Breaking News: President John Fry confirms Drexel transition to semesters, and moreBreaking News: President John Fry confirms Drexel transition to semesters, and more
How Drexel’s school spirit died with the football team | The Triangle
News

How Drexel’s school spirit died with the football team

On Jan. 17, the Homecoming Bonfire will kick off Drexel’s biggest school spirit week. Similar to the school’s unconventional quarter system and unique co-op programs, Drexel’s school spirit can seem unique and unconventional from the outside. 

The university defunded its football team in 1973 with the goal to reallocate funding towards other school-sponsored teams with better performance and a better use of budget funds. University President John Fry can be quoted from an op-ed published in the Wall Street Journal in 2016. 

“At Drexel we recognize the benefits of sports but are not burdened by the distractions that come with maintaining a football program. Drexel hasn’t fielded a team since 1973 when administrators realized its budget burden,” Fry wrote. 

Without the major excitement generated by college football mania, Drexel students and staff miss out on the typical school spirit craze that is centered around a predominant sport team. Drexel has 18 Division I sport teams, with basketball generating the most attention, and yet the student body still seems to lack any excess pride and excitement about the success of the school’s teams and the school outside of academic achievements. 

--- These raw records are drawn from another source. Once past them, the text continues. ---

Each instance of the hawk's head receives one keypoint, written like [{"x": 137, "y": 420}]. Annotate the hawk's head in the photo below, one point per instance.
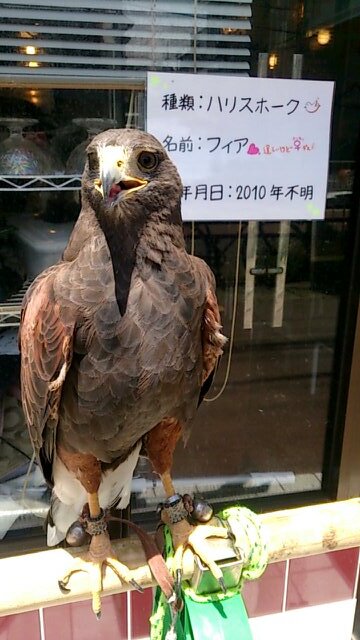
[{"x": 127, "y": 165}]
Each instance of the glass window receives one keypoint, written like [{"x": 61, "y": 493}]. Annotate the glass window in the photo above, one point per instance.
[{"x": 268, "y": 422}]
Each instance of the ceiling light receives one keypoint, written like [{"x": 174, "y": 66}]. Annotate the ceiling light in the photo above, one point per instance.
[
  {"x": 324, "y": 36},
  {"x": 273, "y": 60},
  {"x": 30, "y": 50}
]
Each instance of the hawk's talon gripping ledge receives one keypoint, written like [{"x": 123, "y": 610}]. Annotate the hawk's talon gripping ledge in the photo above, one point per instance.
[{"x": 173, "y": 510}]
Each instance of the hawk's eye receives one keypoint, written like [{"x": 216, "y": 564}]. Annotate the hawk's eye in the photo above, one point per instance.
[
  {"x": 93, "y": 162},
  {"x": 148, "y": 160}
]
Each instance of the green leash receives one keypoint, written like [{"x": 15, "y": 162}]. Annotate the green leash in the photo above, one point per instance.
[{"x": 214, "y": 616}]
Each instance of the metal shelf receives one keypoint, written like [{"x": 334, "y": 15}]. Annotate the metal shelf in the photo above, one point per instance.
[
  {"x": 10, "y": 309},
  {"x": 41, "y": 183}
]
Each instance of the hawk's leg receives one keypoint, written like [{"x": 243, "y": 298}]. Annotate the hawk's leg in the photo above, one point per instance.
[
  {"x": 160, "y": 444},
  {"x": 100, "y": 553}
]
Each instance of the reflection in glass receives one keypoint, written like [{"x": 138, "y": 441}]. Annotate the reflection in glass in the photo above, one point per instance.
[{"x": 20, "y": 156}]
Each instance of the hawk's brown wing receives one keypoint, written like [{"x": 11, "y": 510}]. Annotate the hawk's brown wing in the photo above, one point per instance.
[
  {"x": 46, "y": 345},
  {"x": 213, "y": 340}
]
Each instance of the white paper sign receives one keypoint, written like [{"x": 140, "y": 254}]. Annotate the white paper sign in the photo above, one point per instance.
[{"x": 246, "y": 148}]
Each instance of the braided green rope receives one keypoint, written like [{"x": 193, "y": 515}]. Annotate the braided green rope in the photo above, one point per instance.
[{"x": 249, "y": 538}]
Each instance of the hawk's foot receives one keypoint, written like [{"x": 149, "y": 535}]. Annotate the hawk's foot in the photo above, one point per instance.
[
  {"x": 99, "y": 556},
  {"x": 176, "y": 513}
]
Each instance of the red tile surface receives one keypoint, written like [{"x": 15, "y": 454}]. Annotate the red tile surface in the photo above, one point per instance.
[
  {"x": 141, "y": 607},
  {"x": 323, "y": 578},
  {"x": 265, "y": 595},
  {"x": 20, "y": 626},
  {"x": 77, "y": 621}
]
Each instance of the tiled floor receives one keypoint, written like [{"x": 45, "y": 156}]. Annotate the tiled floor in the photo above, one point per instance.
[{"x": 298, "y": 589}]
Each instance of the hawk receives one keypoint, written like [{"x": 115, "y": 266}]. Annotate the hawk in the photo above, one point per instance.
[{"x": 119, "y": 341}]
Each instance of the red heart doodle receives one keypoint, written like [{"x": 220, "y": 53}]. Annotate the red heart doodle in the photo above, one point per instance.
[{"x": 253, "y": 150}]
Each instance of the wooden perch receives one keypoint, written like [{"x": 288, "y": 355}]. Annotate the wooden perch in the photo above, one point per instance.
[{"x": 29, "y": 581}]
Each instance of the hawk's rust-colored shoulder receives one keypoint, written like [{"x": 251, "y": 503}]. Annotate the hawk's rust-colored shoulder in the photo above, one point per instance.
[
  {"x": 213, "y": 340},
  {"x": 46, "y": 346}
]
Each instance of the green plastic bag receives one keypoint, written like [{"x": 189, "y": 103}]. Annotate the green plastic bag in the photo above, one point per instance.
[{"x": 225, "y": 619}]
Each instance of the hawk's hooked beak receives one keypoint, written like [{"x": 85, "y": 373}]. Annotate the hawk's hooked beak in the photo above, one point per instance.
[{"x": 113, "y": 181}]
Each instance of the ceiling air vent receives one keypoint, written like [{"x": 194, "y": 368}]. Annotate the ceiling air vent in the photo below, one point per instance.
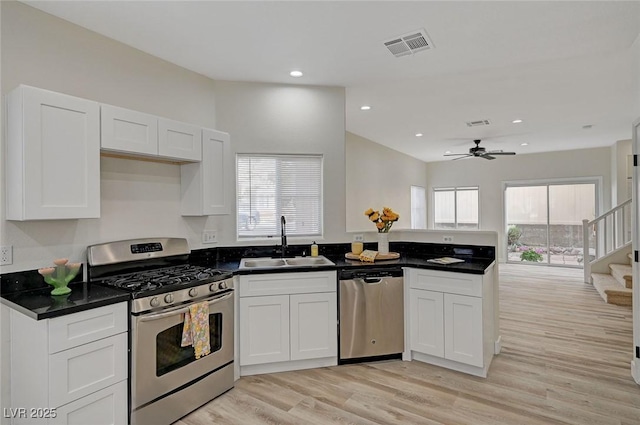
[
  {"x": 408, "y": 44},
  {"x": 478, "y": 123}
]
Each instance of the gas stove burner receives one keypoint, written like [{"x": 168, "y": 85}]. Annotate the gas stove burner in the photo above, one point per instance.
[{"x": 164, "y": 277}]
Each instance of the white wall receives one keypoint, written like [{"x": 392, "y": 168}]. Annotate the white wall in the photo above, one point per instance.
[
  {"x": 138, "y": 198},
  {"x": 378, "y": 177},
  {"x": 275, "y": 119},
  {"x": 489, "y": 176},
  {"x": 142, "y": 199}
]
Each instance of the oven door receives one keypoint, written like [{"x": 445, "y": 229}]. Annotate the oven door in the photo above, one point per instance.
[{"x": 160, "y": 365}]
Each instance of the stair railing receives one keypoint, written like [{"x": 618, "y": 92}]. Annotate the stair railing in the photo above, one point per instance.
[{"x": 605, "y": 234}]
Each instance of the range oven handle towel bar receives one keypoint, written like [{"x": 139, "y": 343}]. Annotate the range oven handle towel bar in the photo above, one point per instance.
[
  {"x": 371, "y": 280},
  {"x": 173, "y": 312}
]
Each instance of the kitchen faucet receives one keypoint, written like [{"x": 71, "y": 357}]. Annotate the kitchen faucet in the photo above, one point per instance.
[{"x": 283, "y": 235}]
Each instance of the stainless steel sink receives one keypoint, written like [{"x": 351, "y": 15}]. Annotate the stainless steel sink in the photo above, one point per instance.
[
  {"x": 309, "y": 261},
  {"x": 276, "y": 263},
  {"x": 261, "y": 262}
]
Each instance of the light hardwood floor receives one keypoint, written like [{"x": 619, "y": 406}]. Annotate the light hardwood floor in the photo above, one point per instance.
[{"x": 565, "y": 360}]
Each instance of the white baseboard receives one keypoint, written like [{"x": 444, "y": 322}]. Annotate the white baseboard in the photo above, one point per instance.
[{"x": 287, "y": 366}]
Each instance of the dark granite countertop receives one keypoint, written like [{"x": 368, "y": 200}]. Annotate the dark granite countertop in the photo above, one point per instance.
[
  {"x": 40, "y": 304},
  {"x": 27, "y": 293},
  {"x": 472, "y": 266}
]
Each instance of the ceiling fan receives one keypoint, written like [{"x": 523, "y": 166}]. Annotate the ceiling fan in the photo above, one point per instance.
[{"x": 479, "y": 152}]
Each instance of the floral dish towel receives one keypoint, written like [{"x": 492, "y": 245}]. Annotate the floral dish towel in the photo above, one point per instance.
[{"x": 196, "y": 329}]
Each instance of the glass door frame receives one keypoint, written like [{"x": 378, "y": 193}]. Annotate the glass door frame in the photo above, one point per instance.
[{"x": 597, "y": 180}]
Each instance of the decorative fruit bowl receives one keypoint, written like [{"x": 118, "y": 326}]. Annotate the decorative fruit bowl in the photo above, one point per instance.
[{"x": 60, "y": 275}]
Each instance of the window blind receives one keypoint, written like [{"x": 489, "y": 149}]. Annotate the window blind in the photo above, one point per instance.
[{"x": 271, "y": 186}]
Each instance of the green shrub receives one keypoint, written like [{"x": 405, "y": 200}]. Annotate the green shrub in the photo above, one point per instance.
[{"x": 513, "y": 234}]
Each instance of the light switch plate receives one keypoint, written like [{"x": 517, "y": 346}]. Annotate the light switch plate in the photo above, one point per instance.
[
  {"x": 209, "y": 236},
  {"x": 6, "y": 255}
]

“None of the students here seem particularly invested in school spirit here. The students don’t seem to be hyped about the school, the sports, or the events,” Akari Seiner, class of 2025, second year biomedical engineering grad student. “It’s nothing against the school, Drexel is a great school with great opportunities, but it lacks the school pride in a lot of ways.”

The lack of excessive school spirit almost seems synonymous with a lack in a student community. Students on campus can be seen in small groups, representing the school through merchandise and showing up and showing out for games, but none of those factors seem to build that same sense of community that is seen in the hubris of a big state school with a successive football team. 

“I hope to see more of a community driven by common goals and causes. It always helps people to feel like they are part of a community and people feel like they are a part of something when they have a common goal or cause,” said James Spaulding, a student in Goodwill College, class of 2027.

The student community is extensive, with over three hundred clubs and student organizations. So what is stopping the student body from having the same mania seen in Big Ten schools with successful football teams?